Set in a Manhattan hi-rise, “The Secret Life of Pets,” exposes what our pets do when we walk out the door for work or school. Chubby kitty Chloe (Lake Bell) swats aside her food bowl in favor of what’s in the fridge. Mel the pug (Bobby Moynihan) sits in a chair by the window barking at squirrels. Buddy, a dachshund, (Hannibal Buress) turns on a mixer and uses it to massage his back. Cute terrier Max (Louis C.K.), on the other hand, waits eagerly by the door for his owner, Katie (Ellie Kemper) to come back. She throws him for a loop one fine day when she brings home a brother for Max in the form of Duke (Eric Stonestreet), a huge, hairy mutt about to invade Max’s space in Katie’s heart.
This here's my space
The rivalry between Max and Duke parallels that of Woody and Buzz in the first “Toy Story” movie.
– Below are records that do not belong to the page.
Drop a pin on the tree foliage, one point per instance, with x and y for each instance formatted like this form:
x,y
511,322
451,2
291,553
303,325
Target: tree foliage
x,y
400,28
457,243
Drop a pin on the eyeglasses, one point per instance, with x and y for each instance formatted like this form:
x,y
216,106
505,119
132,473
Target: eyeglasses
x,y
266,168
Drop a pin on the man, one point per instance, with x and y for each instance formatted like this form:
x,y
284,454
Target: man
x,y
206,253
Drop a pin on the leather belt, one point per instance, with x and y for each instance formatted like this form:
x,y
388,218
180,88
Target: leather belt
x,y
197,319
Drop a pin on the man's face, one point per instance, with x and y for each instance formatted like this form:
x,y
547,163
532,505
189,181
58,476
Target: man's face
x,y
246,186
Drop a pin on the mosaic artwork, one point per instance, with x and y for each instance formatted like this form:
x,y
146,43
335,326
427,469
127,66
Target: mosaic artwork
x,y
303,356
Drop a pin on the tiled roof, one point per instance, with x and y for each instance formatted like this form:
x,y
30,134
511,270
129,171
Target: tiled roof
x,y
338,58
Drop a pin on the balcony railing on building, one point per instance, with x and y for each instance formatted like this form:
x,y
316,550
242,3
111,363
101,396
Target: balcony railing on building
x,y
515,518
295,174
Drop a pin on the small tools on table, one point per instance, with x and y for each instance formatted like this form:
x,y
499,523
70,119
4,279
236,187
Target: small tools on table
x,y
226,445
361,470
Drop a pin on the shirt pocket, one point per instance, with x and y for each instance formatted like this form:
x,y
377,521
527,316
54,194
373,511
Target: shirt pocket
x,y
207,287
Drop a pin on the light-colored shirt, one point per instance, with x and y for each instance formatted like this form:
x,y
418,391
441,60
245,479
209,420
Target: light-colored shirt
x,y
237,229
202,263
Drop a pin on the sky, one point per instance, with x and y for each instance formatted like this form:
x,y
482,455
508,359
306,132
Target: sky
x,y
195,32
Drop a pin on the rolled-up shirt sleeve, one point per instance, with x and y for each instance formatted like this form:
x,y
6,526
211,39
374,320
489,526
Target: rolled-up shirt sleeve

Duke’s presence threatens Max so much so that Max resorts to trashing Katie’s apartment in an effort to make Duke look bad. Max’s selfishness results in both he and Duke ending up on the street where they encounter the “Flushed Pets,” unsavory characters who have been discarded by their owners. They’re led by Snowball (Kevin Hart), a deceptively cute little bunny with some serious street smarts. After an initiation gone bad, Snowball and his cronies chase after Max and Duke. In order to survive and get back home to Katie, Max and Duke have to learn to work together.
“The Secret Life of Pets” is filled with gags and hilarious moments that will get the kids laughing their heads off but at its heart the movie is a story about opening our hearts to new friends. When Gidget (Jenny Slate), a puffball Pomeranian who lives across the way, notices that Max is missing, she rallies the troops by reminding them of the good things Max has done for each of them. Yet, when Duke invades Max’s space, his kindness goes MIA for a while. Only by getting to know Duke and his story, does Max come to realize what they have in common.
Getting to know you
As people in the world, we are always coming in contact with strangers. Whether it is through being introduced to someone at a party or welcoming a new student to a school, we get first impressions of people and make assumptions about them based on these impressions. When a first impression is negative or threatening, as in Max’s case with Duke, we may be tempted to act unkindly toward that person or cause them lose face in front of others.
Our Christian faith, on the other hand, calls us to be welcoming, kind, generous, and loving towards all those we meet. In getting to know people over a period of time, we might just find that they are not so different from us. Maybe the person we don’t like when we first meet him or her will end up being a good friend. In order to make this journey, however, we need to put our selfishness aside and open our hearts to that person.
Learning Compassion and Kindness
Christian parents can use “The Secret Life of Pets” to talk to the kids about how we want to treat others, especially those we don’t like or even those who are hard to like because of the way they act. We adults know that sometimes kids can be mean to one another. Max and Duke are like kids bullying one another. Ask your kids to think about what makes Max change his mind about Duke. This can provide a great lead-in to a conversation about empathy, compassion, and kindness.